Kristina Nilsson's current research examines innovative public financing models which can support the sustained delivery of drinking water services in rural Africa and Asia. This builds on her experience collaborating with governments, donors, enterprises, and water users, to research, evaluate, and implement strategies targeting sustainable water service provision in developing contexts. This project aims to contribute to understanding how the greatest value for these rural water services can be extracted from public funds, to meet the increasing needs for operational financing to sustain rural water services.

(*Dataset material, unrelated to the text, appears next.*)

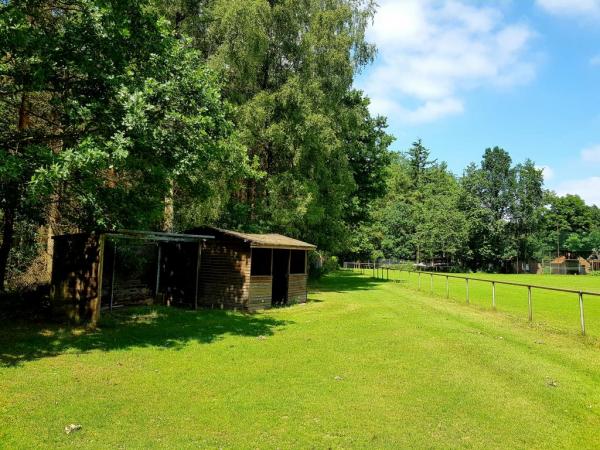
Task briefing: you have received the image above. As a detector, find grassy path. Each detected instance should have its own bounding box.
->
[0,273,600,449]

Kristina has over a decade of experience in governance and international development, focused on water and sanitation service delivery, through work in Nepal, the Democratic Republic of the Congo, Malawi, and with multi-country and global projects. She has gained experience at multiple levels: living in rural communities with inadequate water and sanitation services, supporting local district governments, managing and coordinating government and NGO projects, and working within national government ministries, evaluating global development programs, and researching the approaches of water service providers globally. This has granted her insight into the urgency of, challenges to, and also some opportunities for, improving rural water and sanitation services in developing contexts.

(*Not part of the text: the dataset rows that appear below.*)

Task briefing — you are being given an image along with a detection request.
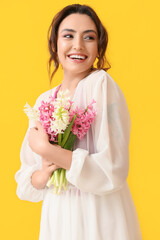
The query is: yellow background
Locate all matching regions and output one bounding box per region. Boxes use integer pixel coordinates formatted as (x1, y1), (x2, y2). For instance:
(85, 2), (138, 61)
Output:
(0, 0), (160, 240)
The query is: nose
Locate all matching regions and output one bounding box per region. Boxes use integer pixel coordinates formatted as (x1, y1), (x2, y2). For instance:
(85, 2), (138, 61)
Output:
(73, 36), (84, 50)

Her previous work has included researching and evaluating multi-country systems strengthening and financing initiatives, managing monitoring and evaluation for multi-partner programs, and leading and evaluating water and sanitation governance initiatives, with organisations including Uptime Global, REACH-Water and the Rural Water Supply Network (RWSN), Welthungerhilfe, Concern Worldwide, and Engineers Without Borders Canada. She holds a postgraduate diploma in global health policy from the University of Edinburgh, and a Bachelor of Philosophy in Interdisciplinary Leadership from the University of New Brunswick.